Я провел с ним несколько дней. Вот что скажу: хотя в это трудно поверить, да и Коу «сам перережет глотку каждому, кто посмеет заикнуться об этом» (так, что я рискую!), но вне сцены таинственный Брильянтовый Ковбой выглядит удивительно пристойно. Вне сцены он скромный, даже застенчивый человек, непьющий, не переносящий в своем автобусе курильщиков, охотно одалживающий деньги и трогательно играющий со своей маленькой дочуркой. Трудяга, он сам водит автобус группы и даже таскает инструменты, вся жизнь его — в дороге, он дает по двадцать концертов в месяц. Когда Коу не работает под профессионального подонка, он обнаруживает достойное чувство юмора, и его неожиданно умные глаза спокойно поглядывают на собеседника.

Но облака появляются на челе, подбородок каменеет, если кто-то в момент такой его размягченности смеет усомниться в том, что он убийца. «Мой адвокат, ребятки, сказал, чтобы я не выдавал деталей, а то мне, сами знаете, что грозит... Любой мой рассказ об убийстве будет выглядеть как признание. А на кой черт мне это надо, а? Я не собираюсь назад в тюрьму!». Нежелание это не мешает ему, однако, сообщать со сцены, сколько мучительных часов провел он в ожидании смертного приговора, и лишь решение Верховного суда об отмене высшей меры спасло его.

И в этой истории концы с концами не сходятся. Коу говорит, что убил где-то в шестьдесят втором — шестьдесят третьем году, а решение Верховного суда было принято в 1972-м. Если ему напоминают об этом, он говорит, что в штате Огайо смертная казнь была отменена раньше. Но нигде никакого упоминания об этом событии нет, как нет документов, удостоверяющих обвинение Коу в убийстве.

Коу очень хитро отвечает на прямые вопросы: «Известно, что далеко не все происходящее в нашей стране находит свое отражение в документах.
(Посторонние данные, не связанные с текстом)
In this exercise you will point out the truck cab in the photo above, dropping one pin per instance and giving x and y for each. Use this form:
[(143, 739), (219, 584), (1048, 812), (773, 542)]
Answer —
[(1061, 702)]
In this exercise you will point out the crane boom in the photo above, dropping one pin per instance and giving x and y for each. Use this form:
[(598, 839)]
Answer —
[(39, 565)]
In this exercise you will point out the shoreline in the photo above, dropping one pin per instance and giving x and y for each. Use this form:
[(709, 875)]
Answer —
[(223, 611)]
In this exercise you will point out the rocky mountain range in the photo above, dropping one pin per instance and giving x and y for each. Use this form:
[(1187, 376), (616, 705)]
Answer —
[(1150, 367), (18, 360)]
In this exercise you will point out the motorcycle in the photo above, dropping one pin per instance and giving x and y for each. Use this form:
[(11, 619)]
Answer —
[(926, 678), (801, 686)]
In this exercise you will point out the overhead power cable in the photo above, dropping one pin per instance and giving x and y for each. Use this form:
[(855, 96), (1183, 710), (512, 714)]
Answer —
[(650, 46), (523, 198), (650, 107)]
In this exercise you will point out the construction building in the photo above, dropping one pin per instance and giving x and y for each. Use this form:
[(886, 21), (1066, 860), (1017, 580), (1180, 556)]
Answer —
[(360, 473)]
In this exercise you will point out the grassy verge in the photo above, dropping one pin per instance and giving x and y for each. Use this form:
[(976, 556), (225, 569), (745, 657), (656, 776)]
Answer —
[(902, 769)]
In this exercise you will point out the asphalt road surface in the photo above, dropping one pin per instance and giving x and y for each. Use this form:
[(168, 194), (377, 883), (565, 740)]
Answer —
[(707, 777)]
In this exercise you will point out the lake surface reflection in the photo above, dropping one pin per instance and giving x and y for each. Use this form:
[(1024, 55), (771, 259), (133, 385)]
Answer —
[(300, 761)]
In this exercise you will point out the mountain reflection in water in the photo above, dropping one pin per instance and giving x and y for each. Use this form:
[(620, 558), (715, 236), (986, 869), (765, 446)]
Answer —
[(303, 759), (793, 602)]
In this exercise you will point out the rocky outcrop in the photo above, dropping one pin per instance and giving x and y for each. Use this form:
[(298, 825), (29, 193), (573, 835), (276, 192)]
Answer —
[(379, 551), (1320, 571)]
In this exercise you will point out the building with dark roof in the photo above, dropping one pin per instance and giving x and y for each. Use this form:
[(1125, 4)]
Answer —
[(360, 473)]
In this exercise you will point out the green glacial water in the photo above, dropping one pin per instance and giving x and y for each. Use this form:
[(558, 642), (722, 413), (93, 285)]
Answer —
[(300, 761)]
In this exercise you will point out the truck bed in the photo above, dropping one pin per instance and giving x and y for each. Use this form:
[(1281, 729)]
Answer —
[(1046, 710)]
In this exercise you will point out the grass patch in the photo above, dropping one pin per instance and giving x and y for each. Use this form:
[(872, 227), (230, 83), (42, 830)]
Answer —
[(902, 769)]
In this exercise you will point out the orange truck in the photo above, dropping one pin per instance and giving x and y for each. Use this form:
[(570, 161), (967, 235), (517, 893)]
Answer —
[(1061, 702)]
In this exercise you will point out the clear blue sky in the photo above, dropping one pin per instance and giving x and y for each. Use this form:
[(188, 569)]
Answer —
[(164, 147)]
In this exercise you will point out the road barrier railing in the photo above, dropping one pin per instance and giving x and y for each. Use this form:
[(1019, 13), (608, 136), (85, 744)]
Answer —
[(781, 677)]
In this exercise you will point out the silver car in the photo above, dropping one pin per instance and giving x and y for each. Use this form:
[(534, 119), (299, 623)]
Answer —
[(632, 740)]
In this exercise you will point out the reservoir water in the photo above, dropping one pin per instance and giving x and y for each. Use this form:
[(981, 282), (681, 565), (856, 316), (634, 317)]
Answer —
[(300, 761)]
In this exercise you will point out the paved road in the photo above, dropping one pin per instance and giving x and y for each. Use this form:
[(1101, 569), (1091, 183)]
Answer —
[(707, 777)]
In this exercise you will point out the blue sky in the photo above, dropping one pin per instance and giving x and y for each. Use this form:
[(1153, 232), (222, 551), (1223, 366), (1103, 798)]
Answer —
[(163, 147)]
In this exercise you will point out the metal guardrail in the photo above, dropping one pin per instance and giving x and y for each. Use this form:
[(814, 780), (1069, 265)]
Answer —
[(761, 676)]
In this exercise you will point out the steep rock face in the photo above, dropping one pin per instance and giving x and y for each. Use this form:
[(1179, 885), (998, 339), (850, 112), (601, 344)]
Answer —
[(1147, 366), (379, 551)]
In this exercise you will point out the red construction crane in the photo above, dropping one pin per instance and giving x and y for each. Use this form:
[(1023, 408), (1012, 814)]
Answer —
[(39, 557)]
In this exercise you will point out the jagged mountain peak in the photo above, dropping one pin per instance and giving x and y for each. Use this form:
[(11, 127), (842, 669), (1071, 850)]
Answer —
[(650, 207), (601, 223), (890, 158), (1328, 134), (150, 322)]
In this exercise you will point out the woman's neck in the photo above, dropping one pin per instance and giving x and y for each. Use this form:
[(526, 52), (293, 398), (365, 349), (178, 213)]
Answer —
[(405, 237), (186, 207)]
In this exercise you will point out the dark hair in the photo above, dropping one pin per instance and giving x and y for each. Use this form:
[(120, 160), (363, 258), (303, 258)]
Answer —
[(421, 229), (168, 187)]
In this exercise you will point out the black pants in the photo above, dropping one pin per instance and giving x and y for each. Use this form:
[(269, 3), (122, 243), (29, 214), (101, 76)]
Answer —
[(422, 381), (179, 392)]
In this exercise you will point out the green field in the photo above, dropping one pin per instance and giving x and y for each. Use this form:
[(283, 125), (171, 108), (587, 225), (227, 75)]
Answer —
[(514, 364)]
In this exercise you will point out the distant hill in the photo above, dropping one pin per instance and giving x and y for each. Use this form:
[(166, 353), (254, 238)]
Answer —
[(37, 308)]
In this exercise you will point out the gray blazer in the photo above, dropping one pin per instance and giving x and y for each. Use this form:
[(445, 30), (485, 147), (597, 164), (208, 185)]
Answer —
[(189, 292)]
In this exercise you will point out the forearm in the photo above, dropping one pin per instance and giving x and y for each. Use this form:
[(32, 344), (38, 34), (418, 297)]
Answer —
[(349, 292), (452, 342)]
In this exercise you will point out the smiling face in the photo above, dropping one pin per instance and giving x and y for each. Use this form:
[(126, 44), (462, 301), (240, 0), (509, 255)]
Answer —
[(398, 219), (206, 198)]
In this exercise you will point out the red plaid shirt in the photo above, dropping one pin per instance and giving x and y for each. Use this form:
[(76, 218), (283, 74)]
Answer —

Вспомните про Уотергейт, ребятки. А я знаю, за пачку сигарет можно вписать или выдрать из тюремных документов все, что угодно. Обычное дело — тюремщики нарушают законы и прикрываются. А потом, вы, праведники, вы ведь даже не представляете, что там на самом деле происходит! Вы ия — мы пришли сюда из разных миров. Эта дурацкая телестудия в Далласе — ну, что на тринадцатом канале работает, — когда делала передачу обо мне, удостоверилась ведь, что я сидел в блоке «L»—а все знают, что это камера смертников. Так они, вот лжецы, заявили, что меня засунули туда ненадолго, просто за нарушение режима!» Коу прямо бесится, когда слышит, что поместили его туда потому, что в обычных карцерах места не было, — «Глупые инсинуации!». Потом он пытается свести разговор на другое: «Пиши о моей музыке, парень. В конце концов, я ею занимаюсь, я прежде всего музыкант. У меня старики родители, и им неприятно слышать о сыне всякие гадости. — Дальше опять за свое. — А я могу и в суд на вашего брата писак подать, и уж мои старики покажут там письма, которые я им из камеры смертников слал!» Потрясающе! Перед нами человек, угрожающий подать в суд на того, кто посмеет усомниться в его репутации убийцы!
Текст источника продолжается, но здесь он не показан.